Led by Gaétan de Rassenfosse, associate professor in science and technology policy at École Polytechnique Fédérale de Lausanne (EPFL), Switzerland, researchers surveyed more than 2,500 scientists between September and December 2022, all of whom were employed by Ukrainian research institutions at the time of the invasion.

“The challenge was to access these guys in the midst of the war,” Dr de Rassenfosse told Times Higher Education. “We tried to reach them through all of the possible contact points we could – email, referrals from their heads of department, Telegram, Facebook, WhatsApp and social media more broadly.”

Of the scientists surveyed, about 17 per cent had left academia or research altogether, with those who left the country after the outbreak of war about 17 per cent more likely to leave the field than those who remained in Ukraine. Study co-author Tetiana Murovana, originally of the Taras Shevchenko National University of Kyiv and former visiting professor at EFPL, was among those to leave academia, Dr de Rassenfosse said.

The study determined that more than 18 per cent of Ukraine’s scientists left the country after the Russian invasion. Those among the top 10 per cent in terms of productivity were 12 per cent more likely to leave Ukraine, while scientists with the highest degrees were 11 per cent more likely. “Ukraine is bleeding its most valuable scientists,” Dr de Rassenfosse said.

A significant majority (87 per cent) of respondents who fled Ukraine and continued their research at a host institution elsewhere said they believed their stay would “improve their scientific abilities”, with many citing exposure to new ideas, methods, data and tools. But the study also uncovered the precarity of their positions: only 14 per cent of migrant scientists had secured a long-term contract at an academic institution.

“Lots of universities offered emergency funding and emergency positions, but now we’re arriving at the end of many of these contracts, which creates a wave of concern for these migrant scientists,” Dr de Rassenfosse said. “They could find a place to breathe for three months, six months, nine months, a year, but now my understanding is that funding has become very tight.”

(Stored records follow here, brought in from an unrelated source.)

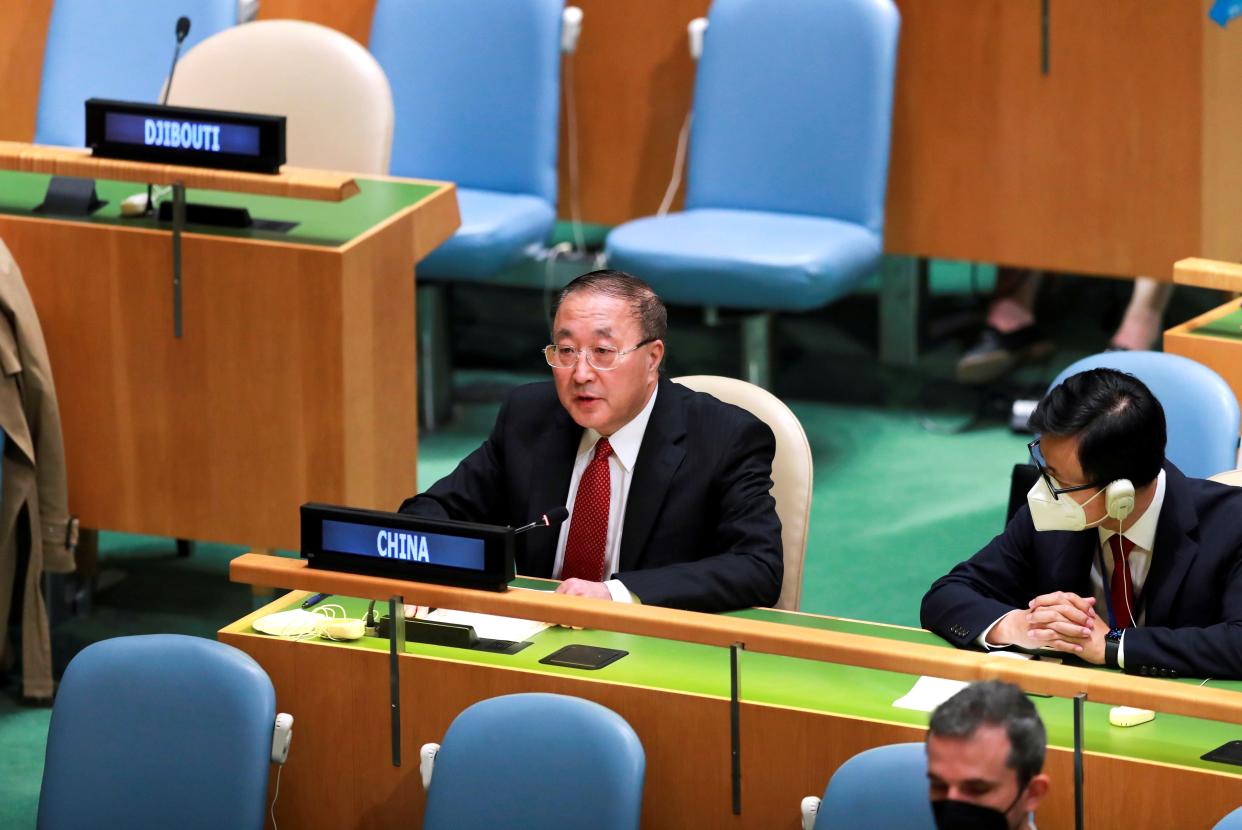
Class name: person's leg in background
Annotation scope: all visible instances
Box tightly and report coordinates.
[958,267,1053,384]
[1108,277,1172,352]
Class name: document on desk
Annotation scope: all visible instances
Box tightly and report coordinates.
[422,608,550,642]
[893,651,1031,712]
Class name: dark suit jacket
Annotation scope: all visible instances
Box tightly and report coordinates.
[922,461,1242,678]
[400,378,784,611]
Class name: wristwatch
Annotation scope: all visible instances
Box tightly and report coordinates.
[1104,629,1125,668]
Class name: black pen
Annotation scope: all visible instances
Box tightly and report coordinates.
[302,594,332,608]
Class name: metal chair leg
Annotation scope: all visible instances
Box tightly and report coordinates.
[415,283,453,432]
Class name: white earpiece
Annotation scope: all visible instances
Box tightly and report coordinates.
[1104,478,1134,521]
[272,712,293,764]
[802,795,820,830]
[419,743,440,790]
[560,6,582,55]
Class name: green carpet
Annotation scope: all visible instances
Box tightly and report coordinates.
[0,265,1220,830]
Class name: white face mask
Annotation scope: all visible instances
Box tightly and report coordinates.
[1026,476,1105,531]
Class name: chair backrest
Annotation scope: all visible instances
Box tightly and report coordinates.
[1210,470,1242,487]
[1048,352,1242,478]
[169,20,392,175]
[370,0,564,205]
[1212,806,1242,830]
[673,375,815,611]
[39,634,276,830]
[422,693,647,830]
[686,0,899,234]
[35,0,238,147]
[815,743,935,830]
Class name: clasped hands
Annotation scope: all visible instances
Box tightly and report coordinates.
[987,591,1108,665]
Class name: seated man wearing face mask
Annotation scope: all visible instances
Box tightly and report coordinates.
[928,681,1048,830]
[922,369,1242,678]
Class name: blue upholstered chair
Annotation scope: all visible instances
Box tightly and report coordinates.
[370,0,564,429]
[39,634,276,830]
[422,693,646,830]
[606,0,899,381]
[35,0,241,147]
[370,0,564,281]
[1048,352,1240,478]
[804,743,935,830]
[1212,806,1242,830]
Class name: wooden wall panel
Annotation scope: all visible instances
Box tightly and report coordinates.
[0,0,52,142]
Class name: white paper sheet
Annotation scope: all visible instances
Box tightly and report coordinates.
[893,677,969,712]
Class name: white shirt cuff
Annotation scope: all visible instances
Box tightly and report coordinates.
[975,614,1013,651]
[604,579,633,603]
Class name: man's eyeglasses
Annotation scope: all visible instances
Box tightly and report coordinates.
[544,338,656,372]
[1026,439,1099,498]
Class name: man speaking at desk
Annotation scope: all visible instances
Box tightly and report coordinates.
[922,369,1242,678]
[400,271,784,611]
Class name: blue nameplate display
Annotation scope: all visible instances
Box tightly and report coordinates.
[302,504,514,590]
[1207,0,1242,27]
[86,98,284,173]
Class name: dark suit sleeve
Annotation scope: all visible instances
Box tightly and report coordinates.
[919,506,1036,647]
[617,416,785,611]
[1124,550,1242,680]
[397,399,509,524]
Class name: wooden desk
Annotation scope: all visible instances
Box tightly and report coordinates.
[0,153,458,548]
[0,0,1242,280]
[220,555,1242,830]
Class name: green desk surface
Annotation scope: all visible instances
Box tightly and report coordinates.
[247,578,1242,775]
[1190,307,1242,340]
[0,171,443,247]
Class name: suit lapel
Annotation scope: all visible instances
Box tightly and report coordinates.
[1140,463,1199,625]
[518,403,582,577]
[617,378,686,570]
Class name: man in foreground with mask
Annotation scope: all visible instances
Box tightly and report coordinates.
[928,681,1048,830]
[922,369,1242,678]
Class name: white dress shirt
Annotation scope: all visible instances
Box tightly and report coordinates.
[976,470,1165,668]
[551,388,658,603]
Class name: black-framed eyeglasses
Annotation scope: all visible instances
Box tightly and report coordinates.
[544,337,656,372]
[1026,439,1099,498]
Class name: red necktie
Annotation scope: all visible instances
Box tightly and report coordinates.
[1108,533,1134,629]
[560,439,612,583]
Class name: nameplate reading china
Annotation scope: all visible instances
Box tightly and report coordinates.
[86,98,284,173]
[302,504,514,590]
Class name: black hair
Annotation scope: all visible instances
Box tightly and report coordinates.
[551,270,668,340]
[1028,369,1167,487]
[928,680,1048,789]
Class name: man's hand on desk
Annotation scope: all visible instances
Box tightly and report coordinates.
[987,591,1108,664]
[556,578,612,600]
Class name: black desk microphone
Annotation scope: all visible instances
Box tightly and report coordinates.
[147,15,190,214]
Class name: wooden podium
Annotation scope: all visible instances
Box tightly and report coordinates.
[0,143,458,549]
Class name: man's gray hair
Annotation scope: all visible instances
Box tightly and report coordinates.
[928,680,1048,787]
[551,271,668,340]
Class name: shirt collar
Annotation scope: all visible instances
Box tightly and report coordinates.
[1099,470,1165,550]
[578,384,660,473]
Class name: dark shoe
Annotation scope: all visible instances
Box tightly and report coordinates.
[958,323,1053,384]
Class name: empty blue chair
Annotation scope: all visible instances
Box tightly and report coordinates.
[606,0,899,381]
[1212,806,1242,830]
[422,693,647,830]
[39,634,276,830]
[1048,352,1240,478]
[815,743,935,830]
[35,0,243,147]
[370,0,564,281]
[370,0,564,430]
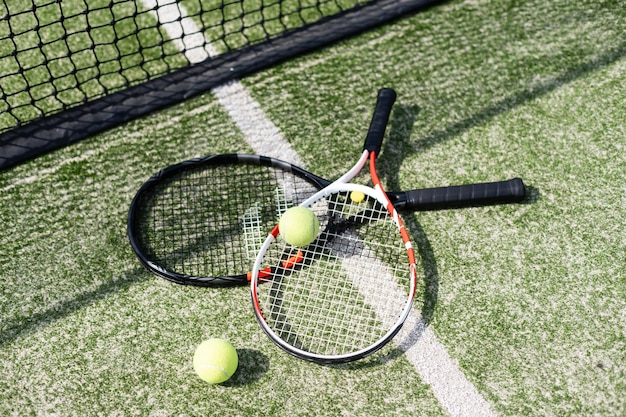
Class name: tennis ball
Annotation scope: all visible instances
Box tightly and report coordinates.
[278,206,320,246]
[350,190,365,203]
[193,338,239,384]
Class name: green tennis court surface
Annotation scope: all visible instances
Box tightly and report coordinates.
[0,0,626,416]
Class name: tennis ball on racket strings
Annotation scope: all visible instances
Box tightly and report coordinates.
[278,206,320,246]
[350,190,365,203]
[193,338,239,384]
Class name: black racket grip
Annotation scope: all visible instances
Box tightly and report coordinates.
[363,88,396,154]
[402,178,526,210]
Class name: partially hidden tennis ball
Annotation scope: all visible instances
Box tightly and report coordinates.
[193,338,239,384]
[350,190,365,203]
[278,206,320,246]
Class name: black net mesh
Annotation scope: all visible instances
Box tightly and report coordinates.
[0,0,433,169]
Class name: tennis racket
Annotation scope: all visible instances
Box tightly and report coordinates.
[127,101,525,286]
[250,89,417,363]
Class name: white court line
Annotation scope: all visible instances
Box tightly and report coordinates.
[142,0,496,417]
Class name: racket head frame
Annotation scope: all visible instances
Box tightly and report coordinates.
[126,153,330,287]
[250,183,417,364]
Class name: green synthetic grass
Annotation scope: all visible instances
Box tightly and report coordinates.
[0,0,626,416]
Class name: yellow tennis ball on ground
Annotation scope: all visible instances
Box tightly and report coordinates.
[278,206,320,246]
[350,190,365,203]
[193,338,239,384]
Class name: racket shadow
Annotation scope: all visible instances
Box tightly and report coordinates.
[220,349,270,387]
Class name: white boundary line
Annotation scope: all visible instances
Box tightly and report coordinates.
[141,0,496,417]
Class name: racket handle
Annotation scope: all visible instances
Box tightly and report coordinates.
[398,178,526,211]
[363,88,396,154]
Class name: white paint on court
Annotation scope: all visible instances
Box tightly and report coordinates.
[142,0,495,417]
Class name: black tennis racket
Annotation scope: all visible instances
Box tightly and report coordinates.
[127,154,525,286]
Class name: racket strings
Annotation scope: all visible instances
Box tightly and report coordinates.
[136,164,317,277]
[257,194,410,356]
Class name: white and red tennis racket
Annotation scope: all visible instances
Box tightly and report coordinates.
[251,88,417,363]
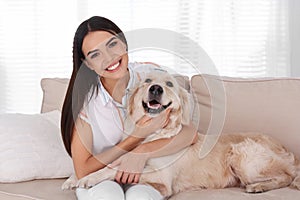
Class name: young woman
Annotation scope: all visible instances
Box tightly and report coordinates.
[61,16,197,200]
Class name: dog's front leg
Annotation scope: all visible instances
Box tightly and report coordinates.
[139,168,173,199]
[77,167,117,188]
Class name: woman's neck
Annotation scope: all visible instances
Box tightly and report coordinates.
[100,71,130,103]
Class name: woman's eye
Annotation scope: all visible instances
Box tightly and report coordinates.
[166,81,173,87]
[91,53,100,59]
[108,41,118,48]
[145,78,152,83]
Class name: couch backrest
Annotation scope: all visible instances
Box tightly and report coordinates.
[191,75,300,156]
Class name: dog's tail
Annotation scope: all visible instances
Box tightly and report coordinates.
[291,159,300,190]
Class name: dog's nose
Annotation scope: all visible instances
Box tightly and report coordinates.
[149,85,164,96]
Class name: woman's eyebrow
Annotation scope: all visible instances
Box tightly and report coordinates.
[105,37,117,46]
[86,49,99,56]
[87,37,117,56]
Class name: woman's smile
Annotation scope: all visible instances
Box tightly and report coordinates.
[105,59,122,72]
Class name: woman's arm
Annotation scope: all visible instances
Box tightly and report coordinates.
[111,123,198,184]
[71,109,169,179]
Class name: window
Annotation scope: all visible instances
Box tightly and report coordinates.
[0,0,290,113]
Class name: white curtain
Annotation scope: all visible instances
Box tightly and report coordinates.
[0,0,290,113]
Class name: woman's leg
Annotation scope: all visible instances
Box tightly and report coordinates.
[76,181,125,200]
[125,184,164,200]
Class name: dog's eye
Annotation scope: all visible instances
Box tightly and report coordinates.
[145,78,152,83]
[166,81,173,87]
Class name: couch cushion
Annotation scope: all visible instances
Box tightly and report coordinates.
[0,179,76,200]
[191,75,300,156]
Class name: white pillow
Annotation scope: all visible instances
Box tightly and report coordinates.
[0,110,73,183]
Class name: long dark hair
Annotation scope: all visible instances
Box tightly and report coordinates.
[61,16,127,157]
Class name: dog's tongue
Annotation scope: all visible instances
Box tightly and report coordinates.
[148,100,161,109]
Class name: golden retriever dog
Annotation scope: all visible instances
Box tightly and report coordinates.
[63,69,300,198]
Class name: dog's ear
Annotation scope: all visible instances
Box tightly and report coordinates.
[179,88,190,125]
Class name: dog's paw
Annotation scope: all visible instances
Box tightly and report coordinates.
[76,176,100,188]
[246,183,267,193]
[61,175,77,190]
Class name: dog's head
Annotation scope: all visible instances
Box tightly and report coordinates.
[128,68,190,138]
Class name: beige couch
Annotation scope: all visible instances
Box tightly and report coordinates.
[0,75,300,200]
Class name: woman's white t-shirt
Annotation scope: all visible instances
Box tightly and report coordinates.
[79,63,157,154]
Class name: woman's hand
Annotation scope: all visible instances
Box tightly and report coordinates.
[108,150,149,184]
[132,109,171,138]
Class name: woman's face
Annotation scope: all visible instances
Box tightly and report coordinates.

The results, published in Humanities & Social Sciences Communications, also indicated a fracturing of the Ukrainian research community, with almost half of respondents saying their interaction with scientists in Ukraine had declined, 32 per cent saying they interacted less with Ukrainian scientists in other countries, and 37 per cent saying they interacted less with Ukrainian scientists in their host country. “The separation of the diaspora of Ukrainian scientists is likely to aggravate as the war lingers, making it more difficult to ‘reconnect’ after the war,” the study authors write.

Dr de Rassenfosse called the scientists who didn’t leave Ukraine “the forgotten majority, in a sense”. Of those who remained, about 40 per cent said they conducted less research than they did before the war, while about 10 per cent had stopped conducting research altogether and about 19 per cent had cut their research time to less than three hours a week.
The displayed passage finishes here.